As time marched on, “The Shape of Things to Come” would remain in the minds of the people who heard it and it’d be pulled out and rerecorded by a plethora of artists.  In 1969 Barbara Streisand’s 18 year old kid sister Roslyn Kind challenged the Sunday night establishment when she sang it on the Ed Sullivan Show, becoming the first woman to record it for her debut album “Give Me You. “In 1970 the song found its way to Europe with British hard rock group Slade turning it into an early heavy metal anthem on their album “Play it Loud.”  In 1971 Paul Revere and the Raiders released a pulsating cover of it on their album “Indian Reservation.”  Mark Lindsay nailed the song beautifully, which was little surprise as it had been rumored that the character Max Frost had been inspired by him when Robert Thim saw his hosting duties on a broadcast of “Happening.”  The role was even reportedly offered to Lindsay prior to Christopher Jones, but the Raiders front man wisely turned it down (one wonders how the role of a hedonistic tyrant would have ultimately soiled Lindsay’s likeable pop star image).  George Benson recorded an instrumental jazz version of it as the title track on his 1976 album.  The Ramones dusted it off and reintroduced it to a new breed of nihilistic disenfranchised generation on their 1993 album “Acid Eaters.”  Most recently, in 2010, R&B artist Janelle Monae took a highly original take on the track, bringing it soundly into the modern age.
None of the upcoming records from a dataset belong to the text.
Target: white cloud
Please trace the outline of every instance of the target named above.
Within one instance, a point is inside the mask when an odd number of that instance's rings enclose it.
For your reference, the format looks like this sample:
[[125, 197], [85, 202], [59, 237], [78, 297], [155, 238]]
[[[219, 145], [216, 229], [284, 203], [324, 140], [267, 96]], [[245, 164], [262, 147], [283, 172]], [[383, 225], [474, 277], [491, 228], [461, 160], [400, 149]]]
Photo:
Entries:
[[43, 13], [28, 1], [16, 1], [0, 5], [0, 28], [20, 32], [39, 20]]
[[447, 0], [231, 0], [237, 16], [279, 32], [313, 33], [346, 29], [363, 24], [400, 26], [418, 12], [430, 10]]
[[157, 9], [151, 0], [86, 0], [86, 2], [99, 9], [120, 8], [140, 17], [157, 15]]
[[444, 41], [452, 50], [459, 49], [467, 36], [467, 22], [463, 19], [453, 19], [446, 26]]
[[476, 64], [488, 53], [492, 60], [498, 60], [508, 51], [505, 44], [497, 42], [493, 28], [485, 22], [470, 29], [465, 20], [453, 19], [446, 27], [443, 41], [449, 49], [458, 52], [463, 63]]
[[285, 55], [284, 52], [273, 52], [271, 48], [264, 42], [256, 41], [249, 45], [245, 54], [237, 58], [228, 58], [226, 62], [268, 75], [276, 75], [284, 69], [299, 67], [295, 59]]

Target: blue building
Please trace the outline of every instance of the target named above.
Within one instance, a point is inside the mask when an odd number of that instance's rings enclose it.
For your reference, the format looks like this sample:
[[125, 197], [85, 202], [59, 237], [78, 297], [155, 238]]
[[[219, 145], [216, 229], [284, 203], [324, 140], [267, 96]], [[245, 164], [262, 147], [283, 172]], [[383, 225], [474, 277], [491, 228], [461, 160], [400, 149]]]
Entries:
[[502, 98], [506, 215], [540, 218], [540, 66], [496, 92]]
And that is where the beauty of “The Shape of Things to Come” lays.  It embodies the changing of generations, the anxiety stemmed by the evolution of society and the eternal conflict between old and new.  The voices that cried for revolution in the 1960’s are now the world who make believe that they are deaf and blind and dumb.  Their grandchildren are the ones who are crying for change and revolution, and nobody in between can change the shape of things to come.  Where you sit within that spectrum depends on your feeling towards the message of the song.

A diverse group of artists have released “The Shape of Things to Come” including Roslyn Kind, Slade, Paul Revere and the Raiders featuring Mark Lindsay, George Benson, The Ramones and Janelle Monae.

Unlike the film which spawned it, I feel that “The Shape of Things to Come” is a song of great optimism and hope for the future, but at the cost of those who resist change through fear and ignorance.  More and more, as our society falls deeper and deeper into chaos in our post pandemic world, I see a growing “war on the youth” on my social media feeds.  Perhaps it’s a case of my ethnicity and age, but I see a connection between a resistance to “woke culture” alongside a push back by an aging population who lament the loss of “traditional values” through their fear and/or rejection of science, technology, diversity, and inclusion.  Meanwhile, I see the youth movement who are concerned with gender politics, climate and environmental issues and embracing new technology and belief systems.  Those who push back against the advancement of our society risk their ideas becoming obsolete as new concepts become accepted realities, and the old ways become increasingly obsolete.  It might be uncomfortable for some people, especially as our modern world moves faster and faster, but it’s inevitable.  We can accept evolution, or we can become obsolete. 

Personally, I find the ways that concepts and changes that are introduced by young voices to be exciting and hopeful.  I gain inspiration from the young people I’ve watched grow up into incredible young adults, and I find far more comfort in leaving the world in their hands than giving it back to a generation that has had limited understanding or empathy.  If the world we live in seems to be burning because of global chaos, it was the establishment that did it.   We need changes, and new thoughts that are ready and waiting to explode.  I say bring on the things to come.